CHINESE shipping lessors are growing vigilant about their coronavirus-hit borrowers, with some forecasting a surge in bad debts in the coming months should economic activity remain frozen by the pandemic.
Most shipping companies still have enough cash in pocket to maintain their business for now, said a China-based leasing executive.
However, the next three to six months may start to see a flock of defaults within the industry, followed by a wave of asset sell-offs, he said.
“I think some shipping companies will begin to encounter a cash crunch from the end of April if the pandemic-led economic shutdown continues.
“When that moment comes, assets will not be sold based on their value, but on how much cash the seller needs to stay afloat,” said the executive.
The remarks echoed what some of the banking panellists told a Capital Link forum earlier this week.
Shreyas Chipalkatty, global head of shipping at Citi, said at the time that the industry would see “significant problems at all levels of the shipping business” if the virus-related problem lasts for longer than three months.
Fellow speaker Bill Guo, executive director for shipping at ICBC Leasing, said his company has started to received payment waivers.
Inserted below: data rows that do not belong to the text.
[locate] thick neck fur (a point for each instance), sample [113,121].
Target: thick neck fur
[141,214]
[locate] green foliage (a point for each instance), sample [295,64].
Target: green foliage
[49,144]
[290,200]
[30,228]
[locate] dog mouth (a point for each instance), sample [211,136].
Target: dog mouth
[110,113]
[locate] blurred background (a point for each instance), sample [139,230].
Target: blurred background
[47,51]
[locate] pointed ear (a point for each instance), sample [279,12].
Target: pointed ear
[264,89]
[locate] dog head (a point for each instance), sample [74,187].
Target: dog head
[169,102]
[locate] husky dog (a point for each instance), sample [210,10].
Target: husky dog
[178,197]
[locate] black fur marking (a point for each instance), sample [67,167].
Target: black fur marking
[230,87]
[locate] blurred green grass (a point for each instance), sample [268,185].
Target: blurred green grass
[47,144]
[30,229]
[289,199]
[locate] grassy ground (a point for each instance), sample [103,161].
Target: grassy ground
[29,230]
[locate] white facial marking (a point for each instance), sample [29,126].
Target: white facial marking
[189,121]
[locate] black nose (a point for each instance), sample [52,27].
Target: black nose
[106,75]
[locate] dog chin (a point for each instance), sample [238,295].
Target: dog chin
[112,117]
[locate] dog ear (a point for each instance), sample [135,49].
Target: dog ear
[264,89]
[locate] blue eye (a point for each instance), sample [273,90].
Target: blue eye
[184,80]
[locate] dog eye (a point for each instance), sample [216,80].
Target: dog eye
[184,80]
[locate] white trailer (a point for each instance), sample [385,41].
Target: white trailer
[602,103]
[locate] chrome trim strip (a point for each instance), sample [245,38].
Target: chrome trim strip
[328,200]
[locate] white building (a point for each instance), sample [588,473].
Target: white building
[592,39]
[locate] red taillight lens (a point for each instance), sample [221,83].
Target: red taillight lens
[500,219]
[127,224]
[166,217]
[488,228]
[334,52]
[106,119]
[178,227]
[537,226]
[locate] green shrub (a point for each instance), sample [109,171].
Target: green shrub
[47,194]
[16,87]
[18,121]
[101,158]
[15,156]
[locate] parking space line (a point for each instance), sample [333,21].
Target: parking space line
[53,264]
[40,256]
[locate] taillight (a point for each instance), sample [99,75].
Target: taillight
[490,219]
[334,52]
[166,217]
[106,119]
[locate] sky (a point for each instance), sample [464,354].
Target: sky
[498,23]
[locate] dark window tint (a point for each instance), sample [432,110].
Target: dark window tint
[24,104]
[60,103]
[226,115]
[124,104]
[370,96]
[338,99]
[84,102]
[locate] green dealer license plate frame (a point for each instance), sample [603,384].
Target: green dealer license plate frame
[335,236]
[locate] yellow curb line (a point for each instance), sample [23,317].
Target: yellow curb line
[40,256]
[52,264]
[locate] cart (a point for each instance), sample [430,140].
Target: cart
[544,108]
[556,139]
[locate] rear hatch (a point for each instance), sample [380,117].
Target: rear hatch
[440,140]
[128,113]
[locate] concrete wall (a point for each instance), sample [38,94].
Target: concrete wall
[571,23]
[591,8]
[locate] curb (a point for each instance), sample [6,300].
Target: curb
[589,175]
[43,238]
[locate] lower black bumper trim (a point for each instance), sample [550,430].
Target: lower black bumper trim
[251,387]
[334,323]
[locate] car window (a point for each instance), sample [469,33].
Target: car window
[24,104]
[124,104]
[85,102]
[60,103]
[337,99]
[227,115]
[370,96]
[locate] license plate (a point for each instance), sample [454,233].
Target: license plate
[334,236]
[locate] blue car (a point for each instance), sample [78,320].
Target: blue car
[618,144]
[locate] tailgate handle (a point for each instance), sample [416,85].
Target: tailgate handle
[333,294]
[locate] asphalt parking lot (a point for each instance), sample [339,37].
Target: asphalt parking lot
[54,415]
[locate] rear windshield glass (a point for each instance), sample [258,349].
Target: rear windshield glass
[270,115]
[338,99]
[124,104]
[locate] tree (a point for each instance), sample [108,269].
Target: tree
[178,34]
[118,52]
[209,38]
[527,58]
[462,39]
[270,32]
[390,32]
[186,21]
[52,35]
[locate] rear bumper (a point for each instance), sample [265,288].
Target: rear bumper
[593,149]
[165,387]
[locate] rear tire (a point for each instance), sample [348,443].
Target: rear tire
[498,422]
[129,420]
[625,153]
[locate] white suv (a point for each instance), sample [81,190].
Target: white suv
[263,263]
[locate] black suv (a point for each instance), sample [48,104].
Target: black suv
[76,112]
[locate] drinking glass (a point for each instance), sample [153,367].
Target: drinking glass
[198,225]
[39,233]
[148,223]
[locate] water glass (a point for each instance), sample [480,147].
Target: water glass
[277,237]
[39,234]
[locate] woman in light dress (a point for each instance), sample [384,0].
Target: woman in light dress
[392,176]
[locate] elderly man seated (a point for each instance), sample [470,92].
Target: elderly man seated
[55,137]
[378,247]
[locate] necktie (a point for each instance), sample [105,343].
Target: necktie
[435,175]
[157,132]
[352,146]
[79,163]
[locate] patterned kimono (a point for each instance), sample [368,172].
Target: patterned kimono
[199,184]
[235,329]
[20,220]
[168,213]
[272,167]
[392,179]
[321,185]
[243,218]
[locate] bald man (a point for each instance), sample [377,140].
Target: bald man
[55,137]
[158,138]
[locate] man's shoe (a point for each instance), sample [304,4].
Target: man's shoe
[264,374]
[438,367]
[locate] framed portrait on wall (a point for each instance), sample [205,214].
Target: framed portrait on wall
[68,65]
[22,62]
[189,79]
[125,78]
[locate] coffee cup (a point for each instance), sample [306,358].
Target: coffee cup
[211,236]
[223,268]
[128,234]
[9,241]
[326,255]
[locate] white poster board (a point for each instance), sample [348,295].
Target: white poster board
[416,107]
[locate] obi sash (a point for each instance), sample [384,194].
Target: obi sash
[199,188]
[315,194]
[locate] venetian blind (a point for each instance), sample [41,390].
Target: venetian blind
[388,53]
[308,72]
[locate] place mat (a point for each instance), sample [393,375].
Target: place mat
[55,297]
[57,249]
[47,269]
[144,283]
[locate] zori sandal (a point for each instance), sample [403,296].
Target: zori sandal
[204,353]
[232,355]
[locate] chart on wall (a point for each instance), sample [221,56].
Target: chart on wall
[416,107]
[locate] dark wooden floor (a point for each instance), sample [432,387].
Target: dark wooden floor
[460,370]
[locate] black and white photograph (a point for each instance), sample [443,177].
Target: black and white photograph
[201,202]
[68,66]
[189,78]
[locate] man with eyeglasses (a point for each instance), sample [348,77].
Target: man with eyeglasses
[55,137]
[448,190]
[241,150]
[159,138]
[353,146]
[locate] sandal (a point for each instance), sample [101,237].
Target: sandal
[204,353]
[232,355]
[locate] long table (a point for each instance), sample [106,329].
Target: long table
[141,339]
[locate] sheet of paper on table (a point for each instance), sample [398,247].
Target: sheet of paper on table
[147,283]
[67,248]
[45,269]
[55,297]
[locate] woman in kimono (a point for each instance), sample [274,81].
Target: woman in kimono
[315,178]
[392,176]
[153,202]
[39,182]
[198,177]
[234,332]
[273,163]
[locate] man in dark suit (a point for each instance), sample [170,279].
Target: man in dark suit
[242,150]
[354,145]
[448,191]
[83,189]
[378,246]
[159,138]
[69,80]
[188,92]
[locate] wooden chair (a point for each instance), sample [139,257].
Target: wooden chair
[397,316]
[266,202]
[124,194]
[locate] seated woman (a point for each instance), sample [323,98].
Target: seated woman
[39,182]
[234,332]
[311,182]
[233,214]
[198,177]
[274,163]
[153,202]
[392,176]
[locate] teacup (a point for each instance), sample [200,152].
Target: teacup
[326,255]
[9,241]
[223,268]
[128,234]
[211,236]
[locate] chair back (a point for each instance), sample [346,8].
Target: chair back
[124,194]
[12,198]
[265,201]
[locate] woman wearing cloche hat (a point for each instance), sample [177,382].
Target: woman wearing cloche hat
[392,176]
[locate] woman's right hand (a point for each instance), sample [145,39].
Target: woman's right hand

He said: “If this lasts two or three months, there will be problems.”
Nevertheless, the leasing source who spoke to Lloyd’s List said he was less concerned about the financial strength of his own peers, though, especially lessors owned by large Chinese banks.
The bank-backed leasing firms, which are ranked as financial institutions, can tap the interbank market based solely on the credit relationships they have established, he argued.
“That means we can easily get short-term liquidity because banks are have access to lots of money with central banks’ quantitative easing policy right now,” he said. “That’ll even improve our ability and bargaining power to offer the needed services to clients.”
Demand for sale and leaseback arrangements is also expected to rise as more owners will need to raise cash to keep their operations running.
Nevertheless, the risk appetite of Chinese lessors has palpably been curbed by the shockwave of the outbreak this year, with extra caution being exercised for new deals, said another person from a large Chinese leasing house.
He reaffirmed that some lessors have already received requests to defer charter payments.
“It is likely to be more difficult for many shipping companies this time round than in 2008,” he said.
Leasing houses from China have become a major force in the international ship finance arena after rapid expansion since the 2008 financial crisis. Their total outstanding shipping assets topped $59bn as of end-2019, up 12.8% from 2018, according to consultancy Smarine.